Respect is another important element. A healthy relationship has respect for the people involved – including yourself! If your partner asks to be referred to in particular gender/identity or role word such as man, woman, femme, top, bottom etc. doing so is respectful to them. Correct pronouns and names are a sign of recognition and respect for your partner’s identity.

This ties into communication; if there is respect for each other, then there is that safety and willingness to listen to what needs to be said. And within all of this, be honest with yourself and your partner/s. Mind reading is really difficult/impossible! Saying everything is fine, and meaning something else sends mixed messages.
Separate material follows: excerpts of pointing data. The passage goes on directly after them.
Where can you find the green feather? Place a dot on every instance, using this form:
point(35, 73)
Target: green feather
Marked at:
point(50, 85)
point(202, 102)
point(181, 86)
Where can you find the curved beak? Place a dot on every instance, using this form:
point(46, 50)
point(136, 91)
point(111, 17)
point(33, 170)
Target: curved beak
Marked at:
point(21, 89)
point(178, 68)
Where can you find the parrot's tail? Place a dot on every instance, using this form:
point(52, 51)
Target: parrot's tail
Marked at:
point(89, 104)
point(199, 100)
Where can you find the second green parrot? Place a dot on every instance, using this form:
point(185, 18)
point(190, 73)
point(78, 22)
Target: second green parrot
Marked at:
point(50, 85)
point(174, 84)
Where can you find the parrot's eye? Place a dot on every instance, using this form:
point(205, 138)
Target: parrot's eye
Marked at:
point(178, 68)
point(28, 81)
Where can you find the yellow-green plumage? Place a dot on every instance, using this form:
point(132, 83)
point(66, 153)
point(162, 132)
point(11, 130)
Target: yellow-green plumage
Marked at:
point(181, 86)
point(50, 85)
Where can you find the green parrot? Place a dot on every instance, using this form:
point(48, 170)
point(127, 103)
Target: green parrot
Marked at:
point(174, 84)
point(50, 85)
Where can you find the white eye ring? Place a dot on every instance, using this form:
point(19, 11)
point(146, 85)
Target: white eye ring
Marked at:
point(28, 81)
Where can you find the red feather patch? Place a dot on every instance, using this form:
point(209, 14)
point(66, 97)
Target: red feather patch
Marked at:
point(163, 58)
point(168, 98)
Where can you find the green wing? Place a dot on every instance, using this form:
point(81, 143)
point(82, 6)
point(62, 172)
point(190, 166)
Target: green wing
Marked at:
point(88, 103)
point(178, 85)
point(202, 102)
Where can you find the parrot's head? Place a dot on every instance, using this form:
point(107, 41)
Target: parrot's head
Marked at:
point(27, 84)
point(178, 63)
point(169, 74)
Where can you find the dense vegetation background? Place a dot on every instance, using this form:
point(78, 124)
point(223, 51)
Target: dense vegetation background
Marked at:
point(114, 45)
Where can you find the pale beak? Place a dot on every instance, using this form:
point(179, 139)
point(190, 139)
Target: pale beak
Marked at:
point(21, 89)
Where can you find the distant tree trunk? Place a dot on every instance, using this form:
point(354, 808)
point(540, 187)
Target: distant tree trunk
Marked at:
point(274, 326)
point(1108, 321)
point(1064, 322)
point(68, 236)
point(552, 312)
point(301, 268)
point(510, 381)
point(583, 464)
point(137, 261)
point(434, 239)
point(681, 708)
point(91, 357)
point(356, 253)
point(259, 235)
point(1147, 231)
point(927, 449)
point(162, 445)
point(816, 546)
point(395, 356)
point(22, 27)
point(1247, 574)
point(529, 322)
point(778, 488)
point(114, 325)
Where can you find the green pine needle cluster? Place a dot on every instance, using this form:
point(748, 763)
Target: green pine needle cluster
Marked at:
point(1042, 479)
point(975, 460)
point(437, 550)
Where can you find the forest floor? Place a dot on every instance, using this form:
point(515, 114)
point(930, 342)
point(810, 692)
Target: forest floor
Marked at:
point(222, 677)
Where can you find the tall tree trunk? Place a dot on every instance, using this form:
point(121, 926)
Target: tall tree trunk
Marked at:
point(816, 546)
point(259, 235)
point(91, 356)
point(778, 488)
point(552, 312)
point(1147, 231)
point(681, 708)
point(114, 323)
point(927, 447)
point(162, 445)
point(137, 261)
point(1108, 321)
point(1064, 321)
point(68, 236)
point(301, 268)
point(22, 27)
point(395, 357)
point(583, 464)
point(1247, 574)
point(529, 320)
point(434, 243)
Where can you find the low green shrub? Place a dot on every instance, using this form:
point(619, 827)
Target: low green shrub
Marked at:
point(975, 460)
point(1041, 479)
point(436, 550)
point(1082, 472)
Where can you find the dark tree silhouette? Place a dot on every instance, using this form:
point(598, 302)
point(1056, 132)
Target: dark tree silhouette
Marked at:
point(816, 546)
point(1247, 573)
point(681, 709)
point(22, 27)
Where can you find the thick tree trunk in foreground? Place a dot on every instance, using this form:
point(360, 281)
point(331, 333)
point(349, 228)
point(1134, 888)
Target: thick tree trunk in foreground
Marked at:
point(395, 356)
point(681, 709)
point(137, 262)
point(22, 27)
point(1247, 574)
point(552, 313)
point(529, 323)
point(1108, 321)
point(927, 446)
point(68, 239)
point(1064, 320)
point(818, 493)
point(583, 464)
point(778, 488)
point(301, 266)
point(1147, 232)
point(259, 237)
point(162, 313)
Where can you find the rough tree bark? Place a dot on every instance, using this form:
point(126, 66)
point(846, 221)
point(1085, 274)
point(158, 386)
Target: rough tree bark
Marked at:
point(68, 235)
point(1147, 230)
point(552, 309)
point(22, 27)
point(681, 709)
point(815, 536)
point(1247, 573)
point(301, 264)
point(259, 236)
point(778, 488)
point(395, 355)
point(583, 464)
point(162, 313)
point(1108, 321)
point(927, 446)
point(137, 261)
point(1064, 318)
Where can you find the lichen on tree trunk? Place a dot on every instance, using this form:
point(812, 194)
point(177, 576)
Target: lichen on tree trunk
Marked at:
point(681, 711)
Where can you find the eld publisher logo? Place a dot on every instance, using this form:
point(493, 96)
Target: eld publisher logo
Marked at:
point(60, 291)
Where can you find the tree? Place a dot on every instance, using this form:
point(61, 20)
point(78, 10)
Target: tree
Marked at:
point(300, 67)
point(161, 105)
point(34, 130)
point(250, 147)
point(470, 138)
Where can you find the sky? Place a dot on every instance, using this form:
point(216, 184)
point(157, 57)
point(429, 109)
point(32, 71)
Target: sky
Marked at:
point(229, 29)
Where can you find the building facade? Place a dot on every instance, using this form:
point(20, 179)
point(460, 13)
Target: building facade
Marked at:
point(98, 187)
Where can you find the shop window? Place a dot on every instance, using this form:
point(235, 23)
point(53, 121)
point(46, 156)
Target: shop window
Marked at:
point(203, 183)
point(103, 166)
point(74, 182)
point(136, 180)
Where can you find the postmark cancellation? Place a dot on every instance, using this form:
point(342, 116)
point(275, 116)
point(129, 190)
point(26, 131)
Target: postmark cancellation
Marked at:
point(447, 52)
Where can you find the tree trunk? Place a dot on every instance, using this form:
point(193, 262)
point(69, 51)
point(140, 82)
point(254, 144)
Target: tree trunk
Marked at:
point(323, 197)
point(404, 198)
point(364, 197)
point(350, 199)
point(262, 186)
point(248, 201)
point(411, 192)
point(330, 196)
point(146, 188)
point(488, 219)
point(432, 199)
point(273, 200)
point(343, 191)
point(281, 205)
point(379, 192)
If a polyamorous relationship is agreed on, and one partner begins to feel jealous of another, they need to be honest with themselves and identify it, then communicate it with their partners. It can be hard, but with time and effort, all of these can contribute to a healthy relationship. has some great information about healthy relationships.

The Freedom Centre is holding its Epic Retreat this month, and within it I have the exciting opportunity to present a healthy relationships workshop, with a focus on all relationships. Inclusions of many different relationships will be presented (sexual, non-sexual, monogamous, non-monogamous, heterosexual, homosexual etc.) and discussions about what makes a healthy relationship with these examples will hopefully allow a representation outside of the heteronormative, and create material that is relatable to more people.

Let’s hope that more schools will get on board in providing an inclusive approach to relationship education, and education in general.